Special to The Seattle Times
“Bloody Spring: Forty Days that Sealed the Confederacy’s Fate”
by Joseph Wheelan
Da Capo Press, 411 pp., $27.50
It was just 150 years ago this spring, the span of a couple of human lifetimes, when the Union Army of the Potomac plunged into the Wilderness of northern Virginia where Robert E. Lee was waiting with his Army of Northern Virginia.
The armies massed against each other in May and June of1864 were familiar foes, but it was the first time Lee was opposed by Ulysses S. Grant, newly appointed commander of all federal armies. “Neither Lee nor Grant had ever faced an opponent as tough-minded and tenacious as each other,” Joseph Wheelan writes in this new account of what has become known as the Overland Campaign.
The battles that began in the brush-choked Wilderness spread south until “the two armies, by now little more than mobs, slaughtered one another by every possible means,” Wheelan writes.
The campaign eventually cost the Union 66,000 casualties and ended with the exhausted Army of the Potomac stuck on the outskirts of Petersburg, still facing a stubborn band of tattered rebels.

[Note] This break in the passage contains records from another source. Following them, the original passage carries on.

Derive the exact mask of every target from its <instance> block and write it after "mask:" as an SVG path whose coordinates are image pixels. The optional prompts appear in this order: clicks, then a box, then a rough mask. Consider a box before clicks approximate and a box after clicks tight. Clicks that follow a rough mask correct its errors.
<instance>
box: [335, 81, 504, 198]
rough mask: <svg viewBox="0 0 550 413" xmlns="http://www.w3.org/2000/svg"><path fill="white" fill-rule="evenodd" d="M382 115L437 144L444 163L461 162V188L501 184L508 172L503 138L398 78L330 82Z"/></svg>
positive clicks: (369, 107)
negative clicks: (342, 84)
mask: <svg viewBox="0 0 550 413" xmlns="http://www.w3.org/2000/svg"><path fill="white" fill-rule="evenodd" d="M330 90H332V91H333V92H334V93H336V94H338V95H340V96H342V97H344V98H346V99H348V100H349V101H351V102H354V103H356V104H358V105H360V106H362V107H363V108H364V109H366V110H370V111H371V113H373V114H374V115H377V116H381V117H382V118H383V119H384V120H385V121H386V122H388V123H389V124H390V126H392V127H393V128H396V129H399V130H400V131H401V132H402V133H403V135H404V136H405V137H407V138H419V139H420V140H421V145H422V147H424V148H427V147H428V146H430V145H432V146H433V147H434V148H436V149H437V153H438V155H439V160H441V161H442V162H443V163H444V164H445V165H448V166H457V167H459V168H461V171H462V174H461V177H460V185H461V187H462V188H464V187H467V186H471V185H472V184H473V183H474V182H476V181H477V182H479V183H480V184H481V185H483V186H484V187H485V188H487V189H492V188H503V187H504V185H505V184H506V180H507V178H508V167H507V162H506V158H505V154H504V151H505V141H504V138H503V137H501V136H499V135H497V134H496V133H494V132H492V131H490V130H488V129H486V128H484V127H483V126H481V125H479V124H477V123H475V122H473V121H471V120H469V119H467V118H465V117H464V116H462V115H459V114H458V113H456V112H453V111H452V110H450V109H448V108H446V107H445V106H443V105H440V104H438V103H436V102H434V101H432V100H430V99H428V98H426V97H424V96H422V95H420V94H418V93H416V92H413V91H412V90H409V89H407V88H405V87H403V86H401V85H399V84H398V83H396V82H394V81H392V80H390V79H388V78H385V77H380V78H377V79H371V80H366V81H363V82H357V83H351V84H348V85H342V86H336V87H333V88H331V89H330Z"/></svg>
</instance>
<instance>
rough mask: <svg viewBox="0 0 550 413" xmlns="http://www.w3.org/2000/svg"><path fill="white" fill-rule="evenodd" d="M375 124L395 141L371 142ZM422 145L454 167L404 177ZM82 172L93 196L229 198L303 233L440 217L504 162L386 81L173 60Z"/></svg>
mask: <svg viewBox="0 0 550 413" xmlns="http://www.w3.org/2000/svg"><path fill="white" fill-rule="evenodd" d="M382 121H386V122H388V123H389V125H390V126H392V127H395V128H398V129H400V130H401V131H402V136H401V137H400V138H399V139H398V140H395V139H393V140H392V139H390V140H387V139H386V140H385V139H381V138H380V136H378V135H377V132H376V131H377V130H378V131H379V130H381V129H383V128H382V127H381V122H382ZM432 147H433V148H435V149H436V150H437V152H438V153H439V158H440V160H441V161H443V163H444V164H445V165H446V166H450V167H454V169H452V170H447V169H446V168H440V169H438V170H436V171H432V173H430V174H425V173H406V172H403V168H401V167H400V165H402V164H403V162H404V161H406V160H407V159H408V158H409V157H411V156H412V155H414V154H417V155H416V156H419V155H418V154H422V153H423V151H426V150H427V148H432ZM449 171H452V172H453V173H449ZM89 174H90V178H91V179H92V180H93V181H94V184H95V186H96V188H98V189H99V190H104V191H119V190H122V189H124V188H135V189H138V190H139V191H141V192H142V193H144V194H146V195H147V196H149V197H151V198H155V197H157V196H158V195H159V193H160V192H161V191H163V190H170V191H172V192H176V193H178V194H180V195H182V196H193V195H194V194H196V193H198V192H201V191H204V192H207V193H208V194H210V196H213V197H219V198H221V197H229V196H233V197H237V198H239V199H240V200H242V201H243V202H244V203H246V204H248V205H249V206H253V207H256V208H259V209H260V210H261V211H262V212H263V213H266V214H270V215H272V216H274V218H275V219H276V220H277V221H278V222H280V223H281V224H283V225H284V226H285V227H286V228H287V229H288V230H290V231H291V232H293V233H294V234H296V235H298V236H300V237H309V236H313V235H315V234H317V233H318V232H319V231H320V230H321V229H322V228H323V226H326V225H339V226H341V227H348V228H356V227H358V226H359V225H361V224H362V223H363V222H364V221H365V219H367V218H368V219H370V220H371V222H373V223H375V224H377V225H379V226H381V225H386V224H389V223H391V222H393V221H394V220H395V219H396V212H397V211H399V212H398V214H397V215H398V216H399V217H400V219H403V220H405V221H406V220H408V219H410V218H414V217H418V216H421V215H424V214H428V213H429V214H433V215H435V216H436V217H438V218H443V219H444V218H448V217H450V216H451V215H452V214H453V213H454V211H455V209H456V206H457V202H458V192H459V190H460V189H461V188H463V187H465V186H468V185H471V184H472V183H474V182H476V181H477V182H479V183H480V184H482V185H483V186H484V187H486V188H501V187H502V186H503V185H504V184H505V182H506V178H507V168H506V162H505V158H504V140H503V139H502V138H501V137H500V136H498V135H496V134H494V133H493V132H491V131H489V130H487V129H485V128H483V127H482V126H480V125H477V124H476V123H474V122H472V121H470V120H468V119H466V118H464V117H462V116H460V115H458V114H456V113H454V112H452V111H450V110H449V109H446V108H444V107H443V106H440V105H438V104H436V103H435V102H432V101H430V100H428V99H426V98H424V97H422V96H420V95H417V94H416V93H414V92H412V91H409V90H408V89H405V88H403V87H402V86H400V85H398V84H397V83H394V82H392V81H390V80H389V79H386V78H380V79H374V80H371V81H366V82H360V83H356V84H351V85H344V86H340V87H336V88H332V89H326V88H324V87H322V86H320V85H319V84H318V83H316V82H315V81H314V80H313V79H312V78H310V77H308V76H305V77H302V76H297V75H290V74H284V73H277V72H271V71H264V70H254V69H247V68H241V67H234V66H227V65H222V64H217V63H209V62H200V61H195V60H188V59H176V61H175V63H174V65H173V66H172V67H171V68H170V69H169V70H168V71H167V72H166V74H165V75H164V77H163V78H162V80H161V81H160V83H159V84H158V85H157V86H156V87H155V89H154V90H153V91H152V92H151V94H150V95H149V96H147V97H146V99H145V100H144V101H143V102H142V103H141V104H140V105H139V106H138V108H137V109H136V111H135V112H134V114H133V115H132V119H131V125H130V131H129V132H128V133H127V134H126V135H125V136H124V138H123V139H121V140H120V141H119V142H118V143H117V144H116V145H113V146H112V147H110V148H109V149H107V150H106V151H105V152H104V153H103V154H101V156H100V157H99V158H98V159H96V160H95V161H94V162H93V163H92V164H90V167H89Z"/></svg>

The Overland Campaign has been thoroughly vetted in earlier books and Wheelan turns up little new here. But he offers a well-written, diligently researched and highly readable account of the battles of the Wilderness, Spotsylvania Courthouse, North Anna and Cold Harbor.
He adds some fine personal touches: Battle-hardened survivors of a Virginia regiment, nearly annihilated at Spotsylvania, tenderly cared for four abandoned baby rabbits. Union troops near Cold Harbor witnessed the eerie nighttime sight of glowing gas escaping from decomposing corpses of soldiers killed in the earlier battle of Gaines Mill.
Grant’s objective was to destroy Lee’s army. Wheelan blames the Union’s failure on repeated mistakes, poor staff work, an awkward command structure and the congenital inability of the Army of the Potomac to move quickly to seize opportunities. The Civil War would continue another 10 months.